I must admit I was a little skeptical about hatching my own mantids. I've bought live ladybugs before, and they all flew off to purge themselves with aphids from my neighbors' gardens. Even were my mantids to hatch as advertised, who was to say they wouldn't follow the ladybugs' path to insect happiness?
I hung the cocoon-like egg case on a rose bush and proceeded to forget about them. It wasn't until a month or so later that I noticed hundreds of soft, wingless creatures about a half-inch-long wiggling out of the egg case. They hung motionless from the silken threads until dry, then disappeared into the surrounding shrubs.
I didn't see the mantids again until one day after I was going through my normal after-work watering. Upon spraying some groundcover, out hopped several green, grasshopper-like mantids.
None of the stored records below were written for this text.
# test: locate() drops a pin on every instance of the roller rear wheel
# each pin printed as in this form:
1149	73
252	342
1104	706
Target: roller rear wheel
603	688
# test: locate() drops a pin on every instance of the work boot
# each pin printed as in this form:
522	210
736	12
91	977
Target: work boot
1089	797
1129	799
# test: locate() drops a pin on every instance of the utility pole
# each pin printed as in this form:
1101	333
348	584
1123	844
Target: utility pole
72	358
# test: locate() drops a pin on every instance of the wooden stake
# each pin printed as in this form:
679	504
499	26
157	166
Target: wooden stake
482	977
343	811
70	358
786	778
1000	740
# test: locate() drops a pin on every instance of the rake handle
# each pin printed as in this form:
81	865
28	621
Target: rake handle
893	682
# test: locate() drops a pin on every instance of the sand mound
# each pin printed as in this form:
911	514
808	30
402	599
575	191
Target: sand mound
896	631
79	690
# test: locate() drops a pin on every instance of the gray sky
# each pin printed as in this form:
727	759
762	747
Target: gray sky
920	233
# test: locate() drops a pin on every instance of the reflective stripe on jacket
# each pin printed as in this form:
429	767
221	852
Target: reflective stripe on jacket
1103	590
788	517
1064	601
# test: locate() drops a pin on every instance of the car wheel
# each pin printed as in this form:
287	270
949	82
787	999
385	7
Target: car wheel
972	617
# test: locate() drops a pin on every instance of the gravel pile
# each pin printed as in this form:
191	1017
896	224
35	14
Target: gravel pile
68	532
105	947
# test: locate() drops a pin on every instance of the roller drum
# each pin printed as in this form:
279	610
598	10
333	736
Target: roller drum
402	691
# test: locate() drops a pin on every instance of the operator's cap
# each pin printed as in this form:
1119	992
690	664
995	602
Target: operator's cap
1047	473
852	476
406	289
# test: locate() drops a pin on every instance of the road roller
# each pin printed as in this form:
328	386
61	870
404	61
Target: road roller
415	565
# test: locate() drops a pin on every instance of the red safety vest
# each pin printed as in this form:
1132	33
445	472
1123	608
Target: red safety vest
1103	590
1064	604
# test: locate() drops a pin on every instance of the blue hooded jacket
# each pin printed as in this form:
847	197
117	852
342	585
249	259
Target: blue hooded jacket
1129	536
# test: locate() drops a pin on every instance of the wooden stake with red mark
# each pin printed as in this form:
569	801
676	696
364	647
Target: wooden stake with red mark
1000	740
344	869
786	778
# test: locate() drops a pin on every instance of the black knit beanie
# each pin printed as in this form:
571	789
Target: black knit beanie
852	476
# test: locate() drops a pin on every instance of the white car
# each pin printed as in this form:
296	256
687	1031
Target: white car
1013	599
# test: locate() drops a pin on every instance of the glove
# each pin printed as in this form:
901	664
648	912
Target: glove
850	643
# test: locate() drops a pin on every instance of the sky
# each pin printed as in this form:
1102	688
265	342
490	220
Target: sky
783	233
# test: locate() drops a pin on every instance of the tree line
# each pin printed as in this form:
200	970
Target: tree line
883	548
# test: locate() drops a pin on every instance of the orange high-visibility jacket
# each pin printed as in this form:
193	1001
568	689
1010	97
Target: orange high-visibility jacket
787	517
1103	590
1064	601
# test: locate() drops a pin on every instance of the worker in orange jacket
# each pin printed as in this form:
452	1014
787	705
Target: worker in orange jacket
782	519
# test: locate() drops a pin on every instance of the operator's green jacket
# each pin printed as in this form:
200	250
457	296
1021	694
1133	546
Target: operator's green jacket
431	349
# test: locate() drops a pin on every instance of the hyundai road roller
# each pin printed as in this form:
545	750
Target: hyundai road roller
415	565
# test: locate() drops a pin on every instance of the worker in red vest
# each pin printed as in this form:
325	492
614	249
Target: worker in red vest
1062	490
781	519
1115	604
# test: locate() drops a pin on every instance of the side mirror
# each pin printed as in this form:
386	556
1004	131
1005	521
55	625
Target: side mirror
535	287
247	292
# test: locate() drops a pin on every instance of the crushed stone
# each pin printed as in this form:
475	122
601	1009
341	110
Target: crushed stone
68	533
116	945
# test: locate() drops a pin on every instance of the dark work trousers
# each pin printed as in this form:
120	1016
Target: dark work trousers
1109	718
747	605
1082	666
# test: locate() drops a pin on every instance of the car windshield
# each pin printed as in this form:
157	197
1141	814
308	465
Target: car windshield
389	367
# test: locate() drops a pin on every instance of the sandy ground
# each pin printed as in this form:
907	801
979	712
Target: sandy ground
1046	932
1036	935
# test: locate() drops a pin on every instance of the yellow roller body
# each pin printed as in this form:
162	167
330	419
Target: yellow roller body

In watering the citrus, I detected a few more. Moving on to the roses, the mantids suddenly began appearing like magic -- attempting to move away from the unwelcome shower.
It was then that I realized that -- unlike the fly-away-home ladybugs -- each mantid that survived the hatching had selected his own little territory to hang out. Mickey happened to be a little larger than the others and stood out because he picked a certian wet corner of my verbena groundcover to live. That corner is always soaked due to a small leak in an underground sprinkler pipe that I've failed to repair. Maybe Mickey has a little frog in him.
Whatever the case, Mickey and his "team" -- I call them the Minnesota Mantids -- began to clean my garden of insects. Everything from aphids to houseflies, crickets and tomato hornworms became a gourmet meal. A single mantid will devour as many as 700 insects in its short lifespan, often eating insects quite a bit larger than itself.
I've never thought of myself as a masochist, but I get great pleasure in watching the mantids work. It's amazing to see Mickey, a three-inch mantid, take on a six-inch tomato hornworm. Mickey will hold his bristly prey between his forelegs and eat it like a piece of corn.